Отец Эли, отсутствовавший все его детство, всегда лучше относился к мужчинам и, по мнению Эли, предпочитает иметь сына, нежели дочь. «Он чувствует себя достаточно компетентным, чтобы дать какой-нибудь отцовский совет сыну в духе: „Смотри, не обрюхать кого-нибудь“, – рассказывает Эли. – Он действительно так сказал. Он пошутил. Но все равно это немного странно». «Мои родители не очень-то мне помогали, – говорит Джоанна. – Я сама училась. Мне повезло, что каким-то образом у меня были силы, чтобы добиться всего, и мне повезло, что я родила ребенка, у которого оказались силы, чтобы добиться всего». Эли пытался понять, идентифицировать ли себя как транса или просто как мужчину. «Некоторые люди говорят: „Я человек с транссексуальной историей“. Хороший оборот речи. Я встречаюсь с одной женщиной уже два года. В прошлом она встречалась и с мужчинами, и с женщинами. В наших отношениях есть элементы, которые она называет „лесбийскими“, и она говорит, что ей очень повезло иметь парня, который знаком с лесбийской ориентацией. Мы оба сильно чувствуем, что мы не натуралы, поэтому у нас нет отношений с противоположным полом, хотя я парень, а она девушка». Позже Эли написал: «Я не чувствую, что мой пол сильно изменился. Я все тот же слегка изнеженный маскулинный человек, каким был всю жизнь».
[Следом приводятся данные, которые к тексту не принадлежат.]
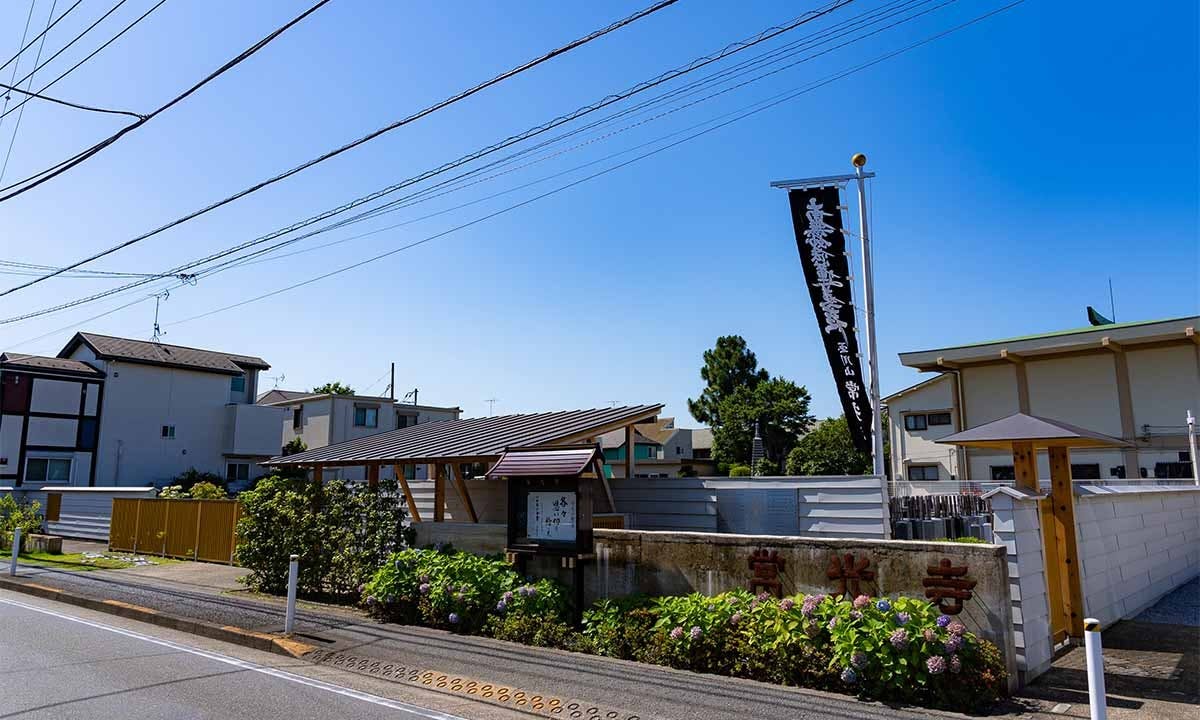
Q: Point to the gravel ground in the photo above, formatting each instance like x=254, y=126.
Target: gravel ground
x=1181, y=606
Единственное сожаление – для всех них – это потеря репродуктивной функции. Джоанна выбрала морского конька в качестве семейного символа, потому что самец морского конька держит свое развивающееся потомство в выводковой сумке, появляющейся после родов, которые могут длиться несколько дней. Кейт писала: «Эли скоро станет бесплодным благодаря тому самому лечению, которое сделало возможным его видение себя как отца. Поэтому мы ждем того дня, когда наука сможет сделать из него морского конька»[1595]. Бесплодие может быть самой дорогой ценой перехода; многие транслюди, которых я встречал, говорили о стремлении иметь детей, но трансмужчинам в основном не нравилась идея беременности, а трансженщины в основном оплакивали свою неспособность сделать это. Они хотели сохранить способность зачать ребенка, как заложено природой, но наша наука далека от того, чтобы сделать это возможным; этот вопрос, как и любой другой, определяет ограничения перехода.
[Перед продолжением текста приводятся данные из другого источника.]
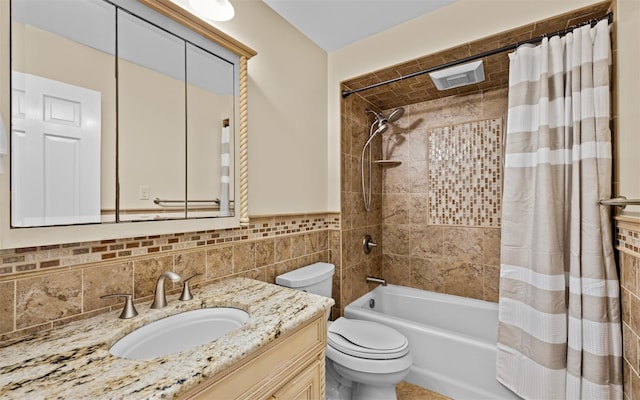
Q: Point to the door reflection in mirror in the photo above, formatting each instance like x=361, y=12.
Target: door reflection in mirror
x=126, y=117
В начале своего перехода Эли написал в блоге: «Иногда я чувствую, что парень, которым я и являюсь – этот парень Эли, – где-то там, ждет, когда я найду его, ждет, когда я выясню, как стать самим собой. Я волнуюсь, потому что все кажется неопределенным, и я не знаю, где искать ориентиры, и страшно, что я никогда не найду его. Но один очень важный для меня человек однажды сказал: „Все в порядке. Ты сильный. А Эли? Он сам найдет тебя“»[1596].
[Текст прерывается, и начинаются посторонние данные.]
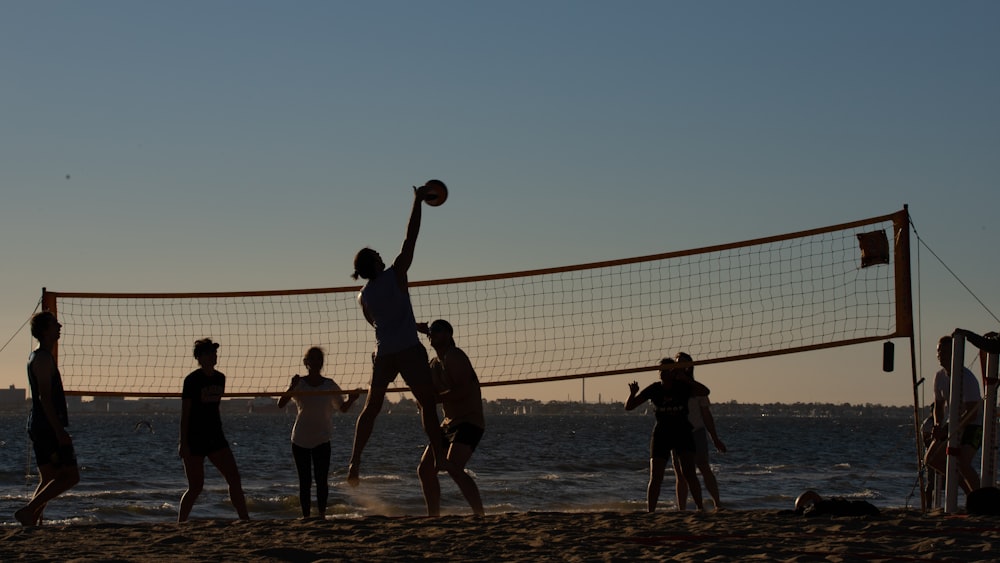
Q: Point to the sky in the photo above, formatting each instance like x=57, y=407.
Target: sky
x=245, y=145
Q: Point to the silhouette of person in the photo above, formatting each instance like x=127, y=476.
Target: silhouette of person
x=970, y=426
x=672, y=432
x=385, y=303
x=316, y=400
x=201, y=432
x=700, y=415
x=457, y=389
x=54, y=454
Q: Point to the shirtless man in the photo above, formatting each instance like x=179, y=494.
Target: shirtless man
x=457, y=389
x=47, y=423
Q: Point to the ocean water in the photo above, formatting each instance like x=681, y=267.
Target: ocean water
x=524, y=463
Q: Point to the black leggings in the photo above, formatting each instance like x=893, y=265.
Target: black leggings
x=317, y=459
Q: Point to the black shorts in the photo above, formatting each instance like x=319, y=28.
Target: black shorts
x=411, y=363
x=464, y=433
x=662, y=443
x=48, y=450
Международный олимпийский комитет (МОК) уже давно требует, чтобы спортсменов проверяли на гендер. Первоначальным методом было физическое обследование; затем – измерение уровня гормонов; затем – сканирование хромосом. Причина такого тестирования ясна. Если бы мужчины и женщины не соревновались отдельно в легкой атлетике, почти все чемпионы были бы мужчинами, потому что тестостерон усиливает физические возможности организма. Но само тестирование было чревато противоречиями и проблемами.